Gut microbiota-regulated unconjugated bilirubin metabolism drives renal calcium oxalate crystal deposition.

Gut microbial dysbiosis and the resultant metabolic disorder are intimately associated with calcium oxalate (CaOx) stone formation. Renal CaOx crystal deposition is one of the primary initiating factors of CaOx formation; however, the critical signaling metabolites communicating along the gut-kidney axis, and their regulation on renal CaOx crystal deposition remain unclear. Here, we investigate the role of gut microbiota-associated unconjugated bilirubin (UCB) metabolism in renal CaOx crystalline pathogenesis.

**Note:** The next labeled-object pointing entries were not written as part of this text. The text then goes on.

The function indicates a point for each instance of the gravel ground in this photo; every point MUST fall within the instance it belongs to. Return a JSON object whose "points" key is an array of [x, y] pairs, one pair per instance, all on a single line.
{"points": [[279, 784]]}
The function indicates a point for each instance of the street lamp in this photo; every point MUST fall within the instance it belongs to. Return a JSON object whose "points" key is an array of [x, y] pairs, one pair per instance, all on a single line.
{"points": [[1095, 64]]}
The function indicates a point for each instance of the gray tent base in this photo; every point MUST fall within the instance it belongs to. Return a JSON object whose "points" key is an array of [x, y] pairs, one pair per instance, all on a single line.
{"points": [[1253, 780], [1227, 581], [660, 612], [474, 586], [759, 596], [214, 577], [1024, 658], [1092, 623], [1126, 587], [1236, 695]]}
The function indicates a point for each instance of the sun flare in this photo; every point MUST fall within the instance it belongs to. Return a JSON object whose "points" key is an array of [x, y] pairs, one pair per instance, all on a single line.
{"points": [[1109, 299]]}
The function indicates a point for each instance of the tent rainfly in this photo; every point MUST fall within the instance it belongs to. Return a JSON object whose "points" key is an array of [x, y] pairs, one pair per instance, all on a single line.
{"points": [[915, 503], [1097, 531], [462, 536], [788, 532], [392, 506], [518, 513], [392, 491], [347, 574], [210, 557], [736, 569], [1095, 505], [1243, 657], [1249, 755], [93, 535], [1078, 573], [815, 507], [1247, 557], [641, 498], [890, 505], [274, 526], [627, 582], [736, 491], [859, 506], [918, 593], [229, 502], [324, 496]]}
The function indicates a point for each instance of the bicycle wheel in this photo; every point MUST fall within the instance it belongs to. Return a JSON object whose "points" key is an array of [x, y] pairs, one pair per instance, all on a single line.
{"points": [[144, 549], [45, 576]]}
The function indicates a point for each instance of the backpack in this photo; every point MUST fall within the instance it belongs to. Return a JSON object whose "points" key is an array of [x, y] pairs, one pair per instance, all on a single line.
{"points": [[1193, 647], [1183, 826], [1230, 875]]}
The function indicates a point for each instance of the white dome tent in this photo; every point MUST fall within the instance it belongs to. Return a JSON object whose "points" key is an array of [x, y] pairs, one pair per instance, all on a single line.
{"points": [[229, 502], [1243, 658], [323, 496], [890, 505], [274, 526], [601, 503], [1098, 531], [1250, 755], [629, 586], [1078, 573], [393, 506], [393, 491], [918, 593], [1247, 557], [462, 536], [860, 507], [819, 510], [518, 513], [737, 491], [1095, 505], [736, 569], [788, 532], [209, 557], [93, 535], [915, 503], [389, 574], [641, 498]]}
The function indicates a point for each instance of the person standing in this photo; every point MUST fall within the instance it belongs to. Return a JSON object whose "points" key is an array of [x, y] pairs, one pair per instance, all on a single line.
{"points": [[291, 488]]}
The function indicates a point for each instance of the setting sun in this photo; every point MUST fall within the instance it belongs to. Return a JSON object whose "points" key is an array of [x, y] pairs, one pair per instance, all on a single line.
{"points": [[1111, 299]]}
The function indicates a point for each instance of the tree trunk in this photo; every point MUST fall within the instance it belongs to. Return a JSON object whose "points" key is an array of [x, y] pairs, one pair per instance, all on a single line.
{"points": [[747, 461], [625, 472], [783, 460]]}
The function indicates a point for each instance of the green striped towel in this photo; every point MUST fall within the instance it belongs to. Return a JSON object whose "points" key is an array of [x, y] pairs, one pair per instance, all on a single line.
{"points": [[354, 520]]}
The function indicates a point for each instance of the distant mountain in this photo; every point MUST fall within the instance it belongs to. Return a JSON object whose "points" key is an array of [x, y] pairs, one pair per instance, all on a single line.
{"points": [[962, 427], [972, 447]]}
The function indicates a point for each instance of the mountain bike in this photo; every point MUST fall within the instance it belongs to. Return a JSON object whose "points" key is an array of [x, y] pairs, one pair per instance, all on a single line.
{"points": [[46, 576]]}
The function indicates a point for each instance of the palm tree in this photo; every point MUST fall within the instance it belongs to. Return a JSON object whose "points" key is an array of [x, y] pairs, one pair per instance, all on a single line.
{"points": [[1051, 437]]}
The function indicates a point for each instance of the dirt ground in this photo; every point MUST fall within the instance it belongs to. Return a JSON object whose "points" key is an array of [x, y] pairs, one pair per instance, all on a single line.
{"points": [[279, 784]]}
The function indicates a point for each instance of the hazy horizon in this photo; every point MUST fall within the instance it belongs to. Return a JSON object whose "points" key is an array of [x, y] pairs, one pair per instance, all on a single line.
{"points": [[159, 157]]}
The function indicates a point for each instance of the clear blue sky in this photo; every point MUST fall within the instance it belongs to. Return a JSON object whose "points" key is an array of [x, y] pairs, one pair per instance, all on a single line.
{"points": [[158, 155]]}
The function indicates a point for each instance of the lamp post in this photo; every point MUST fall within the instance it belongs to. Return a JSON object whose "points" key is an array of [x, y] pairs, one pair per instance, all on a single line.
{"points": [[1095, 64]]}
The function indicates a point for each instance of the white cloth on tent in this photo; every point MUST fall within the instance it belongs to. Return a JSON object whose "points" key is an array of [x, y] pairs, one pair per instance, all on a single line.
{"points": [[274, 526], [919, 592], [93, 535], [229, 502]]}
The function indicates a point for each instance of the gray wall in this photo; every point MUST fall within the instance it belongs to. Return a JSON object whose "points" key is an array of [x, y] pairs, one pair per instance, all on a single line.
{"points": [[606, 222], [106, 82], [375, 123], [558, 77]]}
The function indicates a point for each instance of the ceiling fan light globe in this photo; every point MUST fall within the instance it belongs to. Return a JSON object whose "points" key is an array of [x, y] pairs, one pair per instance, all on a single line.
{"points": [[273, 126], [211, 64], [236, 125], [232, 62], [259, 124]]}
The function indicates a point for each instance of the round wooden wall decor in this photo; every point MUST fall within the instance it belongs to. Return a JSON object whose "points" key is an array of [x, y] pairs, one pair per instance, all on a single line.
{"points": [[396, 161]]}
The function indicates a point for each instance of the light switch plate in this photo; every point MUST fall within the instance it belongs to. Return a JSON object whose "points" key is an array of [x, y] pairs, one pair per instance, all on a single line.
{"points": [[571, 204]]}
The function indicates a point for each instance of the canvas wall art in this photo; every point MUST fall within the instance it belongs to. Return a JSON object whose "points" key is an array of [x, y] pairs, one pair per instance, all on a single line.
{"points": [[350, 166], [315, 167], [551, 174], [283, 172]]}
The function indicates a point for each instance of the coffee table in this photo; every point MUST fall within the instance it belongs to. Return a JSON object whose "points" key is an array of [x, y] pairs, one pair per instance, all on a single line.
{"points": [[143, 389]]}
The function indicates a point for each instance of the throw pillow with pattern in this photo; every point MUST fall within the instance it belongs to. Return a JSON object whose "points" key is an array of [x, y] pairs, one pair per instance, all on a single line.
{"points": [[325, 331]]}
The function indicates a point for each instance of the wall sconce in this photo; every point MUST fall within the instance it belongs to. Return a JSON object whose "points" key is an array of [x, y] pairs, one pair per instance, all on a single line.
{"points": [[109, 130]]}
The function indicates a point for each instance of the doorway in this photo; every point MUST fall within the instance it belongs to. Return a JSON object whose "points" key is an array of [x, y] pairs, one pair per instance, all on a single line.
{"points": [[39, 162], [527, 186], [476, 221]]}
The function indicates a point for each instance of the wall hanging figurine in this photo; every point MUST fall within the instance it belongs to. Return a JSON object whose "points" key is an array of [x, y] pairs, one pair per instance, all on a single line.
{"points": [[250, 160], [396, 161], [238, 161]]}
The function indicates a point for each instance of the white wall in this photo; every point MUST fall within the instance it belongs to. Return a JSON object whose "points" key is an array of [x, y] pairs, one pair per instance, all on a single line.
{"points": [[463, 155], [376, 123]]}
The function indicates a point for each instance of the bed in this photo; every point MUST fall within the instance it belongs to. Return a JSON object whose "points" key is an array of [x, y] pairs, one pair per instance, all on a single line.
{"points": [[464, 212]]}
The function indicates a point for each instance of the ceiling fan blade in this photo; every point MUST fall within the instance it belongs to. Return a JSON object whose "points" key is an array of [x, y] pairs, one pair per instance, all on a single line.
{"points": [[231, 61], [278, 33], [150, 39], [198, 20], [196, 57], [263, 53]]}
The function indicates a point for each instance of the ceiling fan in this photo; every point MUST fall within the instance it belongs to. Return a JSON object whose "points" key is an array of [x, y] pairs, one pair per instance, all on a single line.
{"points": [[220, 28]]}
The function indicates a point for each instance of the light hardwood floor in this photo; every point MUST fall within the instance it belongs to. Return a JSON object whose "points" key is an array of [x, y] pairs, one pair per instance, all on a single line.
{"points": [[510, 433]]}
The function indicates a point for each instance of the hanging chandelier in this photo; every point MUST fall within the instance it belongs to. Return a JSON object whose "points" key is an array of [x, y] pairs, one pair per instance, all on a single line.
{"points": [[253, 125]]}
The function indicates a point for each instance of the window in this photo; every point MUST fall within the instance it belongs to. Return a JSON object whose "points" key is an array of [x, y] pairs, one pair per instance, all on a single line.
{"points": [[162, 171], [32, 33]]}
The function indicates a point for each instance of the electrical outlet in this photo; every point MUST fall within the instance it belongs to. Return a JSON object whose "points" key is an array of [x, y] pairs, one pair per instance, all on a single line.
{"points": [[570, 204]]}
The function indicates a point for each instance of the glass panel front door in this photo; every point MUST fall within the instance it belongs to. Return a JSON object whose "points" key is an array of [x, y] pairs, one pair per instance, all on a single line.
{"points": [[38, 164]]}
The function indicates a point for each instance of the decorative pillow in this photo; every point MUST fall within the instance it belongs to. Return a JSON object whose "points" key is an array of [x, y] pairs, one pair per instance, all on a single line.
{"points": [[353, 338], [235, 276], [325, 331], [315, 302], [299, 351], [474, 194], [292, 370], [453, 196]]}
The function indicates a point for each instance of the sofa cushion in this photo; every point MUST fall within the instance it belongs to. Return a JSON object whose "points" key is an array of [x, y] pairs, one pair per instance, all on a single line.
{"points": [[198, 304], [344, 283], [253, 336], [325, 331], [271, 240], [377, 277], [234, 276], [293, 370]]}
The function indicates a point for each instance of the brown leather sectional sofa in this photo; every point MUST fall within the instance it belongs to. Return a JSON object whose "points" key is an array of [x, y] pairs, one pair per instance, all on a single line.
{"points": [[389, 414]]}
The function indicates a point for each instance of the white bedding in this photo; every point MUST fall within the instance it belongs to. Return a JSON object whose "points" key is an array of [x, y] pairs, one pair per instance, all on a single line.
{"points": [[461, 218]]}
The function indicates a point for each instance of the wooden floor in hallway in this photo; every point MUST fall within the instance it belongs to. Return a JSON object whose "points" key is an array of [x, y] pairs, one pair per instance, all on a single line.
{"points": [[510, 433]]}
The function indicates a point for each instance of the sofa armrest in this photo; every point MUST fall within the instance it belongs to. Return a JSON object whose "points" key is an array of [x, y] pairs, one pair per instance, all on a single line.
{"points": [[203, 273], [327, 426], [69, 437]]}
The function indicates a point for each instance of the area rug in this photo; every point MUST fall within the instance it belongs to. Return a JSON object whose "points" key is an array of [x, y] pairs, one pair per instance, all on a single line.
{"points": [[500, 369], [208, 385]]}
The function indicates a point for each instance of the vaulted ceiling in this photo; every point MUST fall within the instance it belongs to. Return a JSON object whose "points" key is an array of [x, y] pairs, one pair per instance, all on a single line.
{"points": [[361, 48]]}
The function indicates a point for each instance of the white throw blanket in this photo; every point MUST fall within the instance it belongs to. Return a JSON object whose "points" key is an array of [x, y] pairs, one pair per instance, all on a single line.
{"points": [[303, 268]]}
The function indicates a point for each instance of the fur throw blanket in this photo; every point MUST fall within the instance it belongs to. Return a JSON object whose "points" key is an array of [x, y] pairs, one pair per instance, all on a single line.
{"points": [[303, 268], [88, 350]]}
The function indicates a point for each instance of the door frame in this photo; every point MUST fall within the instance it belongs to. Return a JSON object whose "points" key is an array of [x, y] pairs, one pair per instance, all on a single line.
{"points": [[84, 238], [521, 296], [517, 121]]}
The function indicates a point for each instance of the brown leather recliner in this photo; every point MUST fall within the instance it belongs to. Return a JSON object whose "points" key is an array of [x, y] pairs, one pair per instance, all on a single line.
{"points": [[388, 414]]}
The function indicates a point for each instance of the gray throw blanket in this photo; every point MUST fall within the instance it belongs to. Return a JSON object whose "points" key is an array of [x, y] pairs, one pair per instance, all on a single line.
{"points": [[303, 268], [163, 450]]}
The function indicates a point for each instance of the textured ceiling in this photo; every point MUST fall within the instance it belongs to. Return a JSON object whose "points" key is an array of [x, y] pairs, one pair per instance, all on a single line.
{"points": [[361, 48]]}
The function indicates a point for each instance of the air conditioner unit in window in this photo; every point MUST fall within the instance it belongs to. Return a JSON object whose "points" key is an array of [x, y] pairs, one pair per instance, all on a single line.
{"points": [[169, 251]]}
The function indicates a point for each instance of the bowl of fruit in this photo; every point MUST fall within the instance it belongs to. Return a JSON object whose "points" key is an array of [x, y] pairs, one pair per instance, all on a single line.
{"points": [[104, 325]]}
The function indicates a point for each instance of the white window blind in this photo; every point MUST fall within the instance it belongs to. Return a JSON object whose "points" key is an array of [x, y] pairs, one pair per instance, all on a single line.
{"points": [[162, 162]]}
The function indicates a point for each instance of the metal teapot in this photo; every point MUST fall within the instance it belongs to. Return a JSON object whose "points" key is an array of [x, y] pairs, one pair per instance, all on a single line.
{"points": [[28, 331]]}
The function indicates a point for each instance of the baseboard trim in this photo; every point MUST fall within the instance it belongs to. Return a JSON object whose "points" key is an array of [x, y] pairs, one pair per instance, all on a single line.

The UCB was first distinguished as a significant risk factor of renal CaOx crystal deposition, by transplantation of fecal microbiota derived from healthy rat (healthy-FMT) to alleviate the renal CaOx crystal deposition in rat models, which was also testified in CaOx stone patients. Further experiments showed that UCB could increase renal CaOx crystal deposition significantly in both rat and Drosophila models. Mechanistically, UCB can promote apoptosis in renal tubular epithelial cells, enhance oxalate secretion by upregulating Slc26a6 expression, and facilitate CaOx crystal nucleation and aggregation, all of which contribute to renal CaOx crystalline pathogenesis. Furthermore, we identified significant gut microbiota dysbiosis in renal CaOx crystal deposition rats, particularly in β-glucuronidase (β-GD) and bilirubin reductase (BilR)-related dysbiosis, which modulate UCB levels and its enterohepatic circulation. These findings suggest that UCB is a novel regulator of renal CaOx crystal deposition, and targeting its metabolism via modulation of the gut microbiota may offer a promising therapeutic strategy for preventing renal CaOx crystal deposition-related nephropathy.